Il est aussi conseillé de tenir le plus fréquemment possible son guidon en haut et non en bas ou au fond du cintre.
LES LOMBALGIES
Comme les cervicalgies, elles sont liées à la flexion antérieure du rachis dorso-lombaire maintenue durant des heures. La lordose lombaire est réduite, voire inversée, et les muscles postérieurs, étirés de manière prolongée, deviennent sensibles. Il est nécessaire de se redresser fréquemment sur la selle et de reprendre quelques secondes une position droite qui permettra de faire travailler les muscles dorsaux et lombaires. Quelques mouvements de rotation et de flexion extension seront là encore bénéfiques. Le cycliste peut aussi utiliser la position « en danseuse » (debout sur les pédales) pour se décontracter et faire travailler les muscles postérieurs. Il est également recommandé de pousser de petits braquets (c’est-à-dire avec une difficulté moindre et donc de pédaler plus facilement). Il est remarquable de constater que ce « besoin d’étirement » est inversement proportionnel à l’entraînement du cycliste. A la reprise de l’entraînement les étirements sont nécessairement fréquents et ils deviennent spontanément plus rares au fur et à mesure des sorties. Comme pour les cervicalgies, le premier critère de prévention passe par un vélo bien réglé, bien adapté à la taille et à la morphologie du cycliste.

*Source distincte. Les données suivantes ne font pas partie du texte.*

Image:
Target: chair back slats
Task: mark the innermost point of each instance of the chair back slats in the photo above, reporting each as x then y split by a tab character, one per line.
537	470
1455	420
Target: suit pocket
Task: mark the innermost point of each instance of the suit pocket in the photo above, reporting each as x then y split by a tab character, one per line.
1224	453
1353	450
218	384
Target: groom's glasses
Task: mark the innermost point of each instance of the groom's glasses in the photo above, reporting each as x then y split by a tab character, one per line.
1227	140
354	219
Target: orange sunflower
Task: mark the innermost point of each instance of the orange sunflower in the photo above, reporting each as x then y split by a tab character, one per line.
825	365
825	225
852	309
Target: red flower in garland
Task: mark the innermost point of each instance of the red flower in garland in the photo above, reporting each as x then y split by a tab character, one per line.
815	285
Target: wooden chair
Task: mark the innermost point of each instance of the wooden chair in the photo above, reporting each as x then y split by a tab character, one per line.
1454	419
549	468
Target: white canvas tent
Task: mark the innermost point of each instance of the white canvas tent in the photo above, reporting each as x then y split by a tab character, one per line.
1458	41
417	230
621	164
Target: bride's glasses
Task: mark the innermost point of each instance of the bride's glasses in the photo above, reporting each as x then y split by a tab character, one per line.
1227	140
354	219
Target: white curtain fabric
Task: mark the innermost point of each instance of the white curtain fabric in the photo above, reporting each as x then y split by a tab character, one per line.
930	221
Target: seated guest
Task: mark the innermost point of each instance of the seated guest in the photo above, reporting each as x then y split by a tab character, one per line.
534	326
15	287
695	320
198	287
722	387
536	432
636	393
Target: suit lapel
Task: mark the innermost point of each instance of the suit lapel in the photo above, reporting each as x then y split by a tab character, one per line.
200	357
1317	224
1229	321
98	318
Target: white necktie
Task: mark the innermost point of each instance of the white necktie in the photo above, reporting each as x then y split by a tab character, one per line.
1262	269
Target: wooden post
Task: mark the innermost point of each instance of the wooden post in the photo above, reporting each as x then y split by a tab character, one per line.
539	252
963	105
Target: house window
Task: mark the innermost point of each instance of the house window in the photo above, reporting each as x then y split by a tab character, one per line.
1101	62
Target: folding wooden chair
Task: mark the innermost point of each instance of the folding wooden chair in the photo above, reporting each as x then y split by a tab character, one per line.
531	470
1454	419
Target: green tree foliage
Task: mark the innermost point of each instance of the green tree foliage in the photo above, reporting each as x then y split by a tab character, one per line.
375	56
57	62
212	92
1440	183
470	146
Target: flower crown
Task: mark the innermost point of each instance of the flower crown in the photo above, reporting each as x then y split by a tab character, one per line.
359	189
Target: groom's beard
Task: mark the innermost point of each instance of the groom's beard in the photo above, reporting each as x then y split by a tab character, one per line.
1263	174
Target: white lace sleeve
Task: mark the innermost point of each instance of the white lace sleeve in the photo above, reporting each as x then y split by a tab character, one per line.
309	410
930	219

Attention aux méfaits du vélo d’emprunt !
A l’inverse, les sujets souffrant d’arthrose inter apophysaire postérieure peuvent être soulagés sur leur vélo grâce à une décharge relative de ces dernières articulations en raison de la flexion antérieure du rachis.
LES ÉPAULES
Pas de microtraumatologie à ce niveau.
En revanche, exposition fréquente en cas de chute avec fracture de la clavicule ou entorse acromio-claviculaire. Les fractures sont d’ailleurs plus fréquentes que les entorses ou luxations en raison de la violence du choc (chute entre 20 et 40 km/h sans compter l’inertie).
LES COUDES
Pas de microtraumatologie.
LES DOIGTS ET LES MAINS
Un engourdissement, des fourmillements, des dysesthésies des doigts et particulièrement des 4e et 5e doigts, ou même de toute la main, sont possibles.
Ces symptômes sont liés à la position des mains sur le guidon, souvent en appui essentiellement cubital. Il suffit généralement de changer régulièrement la position des mains sur le guidon et d’effectuer quelques mouvements de flexion-extension des doigts et de circumduction des poignets pour diminuer ou faire disparaître ces sensations désagréables. Leur persistance en dehors du vélo devra conduire à demander un élec – tromyogramme et un avis rhumatologique ou orthopédique. Le nerf carpien peut également être atteint mais ceci est nettement moins fréquent.
Du point de vue traumatologique, les fractures du scaphoïde carpien sont parmi les plus fréquentes du cycliste. Des séquelles dans la consolidation peuvent être à l’origine de douleurs résiduelles lors de la pratique cycliste d’où la nécessité de respecter les délais d’immobilisation souvent jugés très longs par les intéressés. Les fractures des métacarpiens ainsi que des phalanges sont également fréquentes.
L’ ABDOMEN : LE POINT DE CÔTÉ
Il apparaît du côté droit ou gauche et est toujours lié à une intensité trop élevée de l’effort. Le ralentissement de l’allure et des mouvements de respiration bien rythmés et plutôt rapides permettent de les faire disparaître.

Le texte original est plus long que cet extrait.